Je finis de nettoyer un verre quand je les vois : Matteo et Daphnée. A sa manière de se tenir, je sais qu’elle est au courant de ce qui s’est passé et que je vais déguster.

  • Où est-ce qu’elle est ? lance-t-elle d’emblée, presque en courant vers nous. Elle bosse aujourd’hui ? Dès qu’elle arrive je la fume !

Je lève les mains par réflexe. Elle enchaîne :

  • Et d’abord… Qu’est-ce que tu fais là, toi ? Pourquoi t’as repris le boulot si vite ? Tu aurais dû rester chez toi. Comment tu te sens ? T’as réussi à dormir ? T’as mangé ? T’as besoin de venir sur le chantier ?

Son flot de questions me prend de court. Elle n’est pas en colère contre moi. Elle est… inquiète, surprotectrice, comme une maman poule qui a flairé le danger. Je m’attends à tout instant à ce qu’elle pose une main sur mon front comme si j’avais de la fièvre.

Je tourne la tête vers Jona et Matteo, cherchant du renfort. Mais ils sont dans leur propre monde. Jona lève un sourcil, un petit sourire taquin aux lèvres. Matteo fronce légèrement le sien, un mélange de résignation et de tendresse. Un simple échange de regards entre eux. Et pourtant… tout est là.
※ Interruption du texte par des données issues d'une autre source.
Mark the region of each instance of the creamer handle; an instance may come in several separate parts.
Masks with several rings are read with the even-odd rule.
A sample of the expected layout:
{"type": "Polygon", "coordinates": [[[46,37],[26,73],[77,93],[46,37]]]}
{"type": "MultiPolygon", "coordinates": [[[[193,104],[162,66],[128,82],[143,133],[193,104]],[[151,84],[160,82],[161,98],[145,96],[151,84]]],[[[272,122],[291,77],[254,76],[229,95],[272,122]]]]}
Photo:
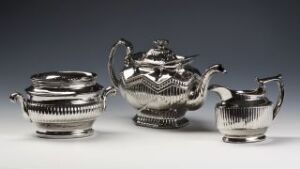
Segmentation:
{"type": "Polygon", "coordinates": [[[21,105],[24,117],[31,121],[27,110],[27,100],[24,98],[24,96],[18,92],[15,92],[9,96],[9,99],[13,103],[19,103],[21,105]]]}
{"type": "Polygon", "coordinates": [[[267,77],[267,78],[262,78],[262,79],[257,78],[257,81],[261,88],[265,88],[266,83],[273,82],[273,81],[277,82],[279,95],[278,95],[277,102],[276,102],[276,105],[274,106],[274,110],[273,110],[273,119],[275,119],[275,117],[277,116],[277,114],[281,108],[281,105],[282,105],[282,102],[284,99],[284,83],[282,80],[282,76],[281,76],[281,74],[279,74],[279,75],[273,76],[273,77],[267,77]]]}

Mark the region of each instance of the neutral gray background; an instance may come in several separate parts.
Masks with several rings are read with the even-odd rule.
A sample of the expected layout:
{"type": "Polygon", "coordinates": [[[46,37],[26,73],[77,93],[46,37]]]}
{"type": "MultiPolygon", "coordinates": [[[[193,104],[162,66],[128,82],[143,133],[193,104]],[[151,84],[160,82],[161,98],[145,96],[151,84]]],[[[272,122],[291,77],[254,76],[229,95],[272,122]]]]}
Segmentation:
{"type": "MultiPolygon", "coordinates": [[[[89,154],[88,151],[82,152],[83,149],[76,149],[77,146],[84,147],[84,143],[70,143],[71,146],[69,144],[70,147],[68,147],[68,144],[64,144],[64,141],[60,144],[59,141],[59,143],[56,141],[49,143],[36,139],[32,135],[34,128],[22,119],[19,106],[11,104],[8,96],[15,90],[22,91],[25,87],[28,87],[31,74],[52,70],[93,71],[99,75],[99,83],[104,86],[109,85],[106,69],[108,53],[111,45],[121,37],[130,40],[135,46],[135,51],[149,49],[155,39],[168,39],[170,48],[177,54],[199,54],[193,65],[202,72],[211,64],[222,63],[228,73],[215,76],[212,83],[223,84],[235,89],[255,88],[254,79],[256,76],[267,77],[282,73],[285,81],[286,97],[282,111],[274,127],[270,130],[270,135],[272,135],[273,143],[279,143],[279,145],[277,144],[279,147],[282,146],[281,143],[284,143],[284,145],[293,145],[294,142],[299,143],[299,9],[300,2],[297,0],[1,1],[0,131],[2,142],[0,146],[2,148],[9,146],[15,148],[4,149],[4,153],[1,154],[2,161],[0,160],[0,162],[3,166],[13,168],[13,156],[15,154],[20,154],[16,156],[19,160],[22,159],[22,153],[30,157],[42,158],[39,156],[39,151],[45,147],[44,144],[50,144],[50,148],[48,147],[43,152],[50,154],[49,157],[45,157],[43,160],[40,159],[40,163],[37,164],[23,161],[19,163],[20,166],[25,168],[57,167],[56,163],[51,162],[52,154],[59,156],[54,150],[60,152],[61,156],[69,156],[70,154],[67,151],[75,148],[77,158],[73,154],[73,156],[67,158],[66,163],[60,160],[60,163],[57,164],[61,168],[74,167],[71,164],[79,163],[75,161],[80,161],[81,155],[89,154]],[[282,134],[286,136],[283,137],[282,134]],[[11,138],[18,139],[16,141],[11,138]],[[19,146],[16,146],[17,144],[19,146]],[[35,145],[39,150],[34,150],[35,145]],[[65,150],[63,149],[64,146],[65,150]],[[27,147],[27,149],[24,147],[27,147]],[[55,147],[59,147],[59,150],[55,147]],[[28,152],[28,149],[31,153],[28,152]],[[72,157],[76,160],[72,160],[72,157]]],[[[123,55],[120,52],[119,59],[116,62],[116,67],[119,67],[119,69],[121,68],[122,57],[123,55]]],[[[275,99],[276,86],[270,84],[269,89],[270,97],[275,99]]],[[[230,151],[230,148],[227,149],[228,147],[222,149],[224,144],[219,142],[220,135],[216,132],[214,126],[213,108],[218,100],[216,95],[209,94],[202,109],[188,114],[191,125],[187,129],[180,130],[192,131],[188,132],[191,133],[188,137],[191,137],[190,140],[195,139],[195,142],[193,142],[195,144],[187,143],[190,146],[188,154],[200,153],[196,152],[198,150],[196,147],[199,144],[203,144],[201,146],[205,147],[205,144],[213,141],[218,141],[220,151],[224,150],[218,153],[226,155],[226,152],[230,151]],[[197,139],[205,140],[205,136],[201,136],[202,132],[213,134],[213,136],[207,136],[211,140],[208,139],[204,143],[198,144],[197,139]]],[[[177,153],[184,154],[180,151],[184,150],[186,146],[184,140],[189,140],[188,138],[185,139],[184,132],[175,132],[175,136],[169,136],[168,133],[170,132],[168,131],[136,128],[130,119],[135,110],[125,100],[118,96],[110,98],[108,104],[108,112],[99,118],[95,127],[99,130],[97,134],[99,138],[96,137],[97,141],[101,142],[101,138],[103,139],[106,133],[108,135],[107,142],[122,143],[124,147],[127,147],[125,149],[128,150],[128,152],[123,151],[123,155],[137,159],[140,156],[137,157],[136,155],[144,152],[142,142],[147,142],[150,145],[155,145],[154,147],[158,146],[159,151],[169,152],[169,157],[177,159],[172,156],[176,153],[169,151],[172,149],[172,144],[167,144],[168,137],[174,137],[175,140],[172,141],[174,146],[180,146],[177,153]],[[107,133],[112,131],[112,128],[116,132],[112,132],[114,133],[113,136],[109,136],[107,133]],[[127,134],[122,133],[123,130],[127,134]],[[136,134],[134,134],[135,132],[136,134]],[[138,133],[144,133],[144,135],[138,133]],[[136,145],[129,140],[126,142],[126,139],[141,137],[141,135],[142,138],[148,141],[142,141],[142,138],[139,138],[141,142],[136,143],[136,145]],[[124,143],[122,138],[125,139],[124,143]],[[177,138],[178,142],[176,142],[177,138]],[[152,142],[149,140],[152,140],[152,142]],[[133,151],[130,151],[131,149],[133,151]]],[[[174,131],[171,133],[174,134],[174,131]]],[[[93,143],[95,147],[101,146],[98,144],[97,142],[93,143]]],[[[108,143],[104,145],[106,147],[104,149],[107,151],[115,146],[108,143]]],[[[215,147],[206,147],[208,154],[210,148],[214,149],[215,147]]],[[[282,150],[277,152],[274,149],[267,152],[271,155],[282,152],[282,150]]],[[[293,147],[288,149],[296,150],[293,147]]],[[[153,152],[148,152],[149,156],[156,154],[155,148],[151,150],[153,152]]],[[[236,151],[243,151],[243,148],[236,149],[236,151]]],[[[252,149],[250,152],[246,151],[250,155],[257,156],[255,152],[255,148],[253,151],[252,149]]],[[[211,152],[211,154],[213,153],[211,152]]],[[[299,149],[294,151],[294,155],[295,153],[299,157],[299,149]]],[[[95,154],[98,154],[98,152],[95,152],[95,154]]],[[[289,160],[293,160],[293,157],[295,157],[291,152],[286,152],[286,154],[289,160]]],[[[105,161],[105,164],[107,164],[104,165],[106,167],[115,164],[110,162],[109,159],[113,159],[116,155],[114,153],[110,155],[102,158],[102,162],[105,161]]],[[[210,166],[209,160],[213,160],[213,158],[206,158],[208,160],[206,161],[207,166],[210,166]]],[[[194,158],[188,156],[182,160],[183,162],[185,160],[186,162],[189,161],[189,164],[194,167],[199,167],[196,165],[198,164],[197,161],[187,159],[194,158]]],[[[270,157],[271,159],[276,158],[270,157]]],[[[127,159],[127,161],[124,160],[118,164],[121,167],[141,168],[143,166],[145,168],[145,165],[143,165],[145,159],[141,158],[139,160],[137,162],[133,159],[127,159]]],[[[185,166],[178,165],[176,160],[174,161],[175,167],[185,166]]],[[[177,162],[179,161],[177,160],[177,162]]],[[[227,162],[233,163],[232,160],[227,162]]],[[[268,166],[268,163],[264,163],[262,160],[256,161],[256,163],[259,162],[268,166]]],[[[283,163],[279,162],[280,160],[277,161],[277,166],[280,166],[279,164],[284,166],[283,163]]],[[[296,160],[290,162],[296,162],[296,160]]],[[[99,163],[101,164],[101,162],[99,163]]],[[[91,165],[97,163],[93,163],[87,158],[79,164],[82,164],[82,167],[97,166],[91,165]]],[[[171,167],[168,163],[160,160],[156,160],[152,164],[153,167],[171,167]]],[[[119,167],[118,165],[113,166],[119,167]]]]}

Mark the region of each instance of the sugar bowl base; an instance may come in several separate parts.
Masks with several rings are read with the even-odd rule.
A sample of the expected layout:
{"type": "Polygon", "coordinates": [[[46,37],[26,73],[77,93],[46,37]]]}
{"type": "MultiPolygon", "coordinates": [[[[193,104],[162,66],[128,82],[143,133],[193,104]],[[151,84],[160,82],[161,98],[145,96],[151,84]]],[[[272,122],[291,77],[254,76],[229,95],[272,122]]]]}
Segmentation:
{"type": "Polygon", "coordinates": [[[232,136],[224,136],[222,140],[225,143],[255,143],[261,142],[266,139],[265,135],[258,136],[247,136],[247,137],[232,137],[232,136]]]}
{"type": "Polygon", "coordinates": [[[94,121],[73,123],[35,123],[36,134],[41,138],[69,139],[93,135],[92,124],[94,121]]]}

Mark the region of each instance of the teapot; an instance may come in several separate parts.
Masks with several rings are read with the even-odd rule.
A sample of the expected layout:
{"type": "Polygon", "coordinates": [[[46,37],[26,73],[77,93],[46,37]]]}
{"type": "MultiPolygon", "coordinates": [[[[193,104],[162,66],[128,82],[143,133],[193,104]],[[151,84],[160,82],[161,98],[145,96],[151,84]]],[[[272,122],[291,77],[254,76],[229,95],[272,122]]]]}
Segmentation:
{"type": "Polygon", "coordinates": [[[265,132],[277,116],[283,99],[284,84],[282,76],[257,78],[255,90],[232,90],[220,85],[211,85],[210,91],[216,92],[221,102],[216,105],[216,123],[227,143],[251,143],[263,141],[265,132]],[[273,104],[266,97],[266,83],[278,84],[279,96],[273,104]]]}
{"type": "Polygon", "coordinates": [[[138,110],[136,125],[151,128],[180,128],[188,124],[186,111],[203,105],[213,74],[226,72],[221,64],[201,74],[190,65],[192,56],[174,54],[168,40],[159,39],[147,52],[134,53],[131,42],[120,39],[110,51],[108,72],[113,86],[138,110]],[[117,49],[126,48],[119,75],[113,68],[117,49]]]}

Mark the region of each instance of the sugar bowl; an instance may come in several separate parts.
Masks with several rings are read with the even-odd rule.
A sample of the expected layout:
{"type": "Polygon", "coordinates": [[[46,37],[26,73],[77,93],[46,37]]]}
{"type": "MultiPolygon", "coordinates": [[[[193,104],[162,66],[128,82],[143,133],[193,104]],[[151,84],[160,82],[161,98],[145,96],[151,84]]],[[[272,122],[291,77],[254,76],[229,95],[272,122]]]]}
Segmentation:
{"type": "Polygon", "coordinates": [[[38,73],[31,77],[27,96],[13,93],[25,117],[43,138],[74,138],[93,134],[96,117],[106,108],[106,98],[115,89],[96,82],[97,75],[82,71],[38,73]]]}

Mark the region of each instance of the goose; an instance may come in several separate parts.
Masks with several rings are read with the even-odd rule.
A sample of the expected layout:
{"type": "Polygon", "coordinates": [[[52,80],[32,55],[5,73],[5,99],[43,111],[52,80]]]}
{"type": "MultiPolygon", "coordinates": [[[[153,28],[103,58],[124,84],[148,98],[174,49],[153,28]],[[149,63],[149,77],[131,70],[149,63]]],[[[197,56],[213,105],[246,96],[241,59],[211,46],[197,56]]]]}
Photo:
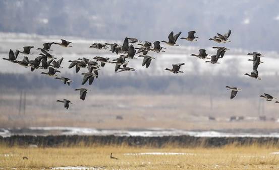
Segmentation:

Je tousse légèrement pour attirer leur attention. Ils lèvent les mains en signe de reddition. Je suis tout seul.

Super…

  • Je vais bien. C’est hier que c’était dur. Là, ça va.
  • T’es sûr ?
  • J’ai du supporter Jona toute une soirée… Rien ne sera pire que ça.
  • Ah bah, merci ! lance l’intéressé. Ça m’apprendra à t’aider à te reconvertir.
  • Tu lui as trouvé une autre voie ?

Jona et moi parlons en même temps :

  • Oui.
  • Non.

Elle fronce les sourcils, nous renvoie son regard “Décidez-vous les mecs, j’ai pas que ça à faire.”. Je soupire, sans même chercher à le dissimuler.

  • Il a vaguement mentionné un truc hier.
  • Il cuisine comme un dieu ! Franchement, dès que t’ouvres ton business, engage-le les yeux fermés.

Cette fois c’est à mon tour de faire les gros yeux. Mais ils m’ignorent.

  • Ah bon ? T’as un diplôme ou quelque chose ? creuse-t-elle en se tournant à nouveau vers moi.

Je hausse les épaules, mais réponds malgré tout :

  • Non. Laisse tomber, il raconte des conneries.
  • Non, c’est pas si bête… Sur le principe, je suis d’accord. Faut juste que tu aies un diplôme sur les normes d’hygiène et ça me va.
  • Merci, mais non merci. J’ai pas besoin que tu me fasses la charité.
  • Mais c’est pas vrai, mais t’es vraiment con en fait ! Pourquoi tu crois que je te demande de passer ce foutu diplôme ? Tu penses vraiment que je vais te recruter juste parce qu’on est potes ? Non. Je vais te faire passer des tests, tu vas suivre le même process de recrutement que les autres. Que t’aies pas fait d’école de cuisine ou autre, je m’en fous. Mais par contre les normes d’hygiène, ça c’est essentiel, même si t’es Paul Bocuse ! Alors bouge-toi le cul et fais-là cette formation !
  • Ah ouais… T’es en forme ce matin, maman tigre, je ricane.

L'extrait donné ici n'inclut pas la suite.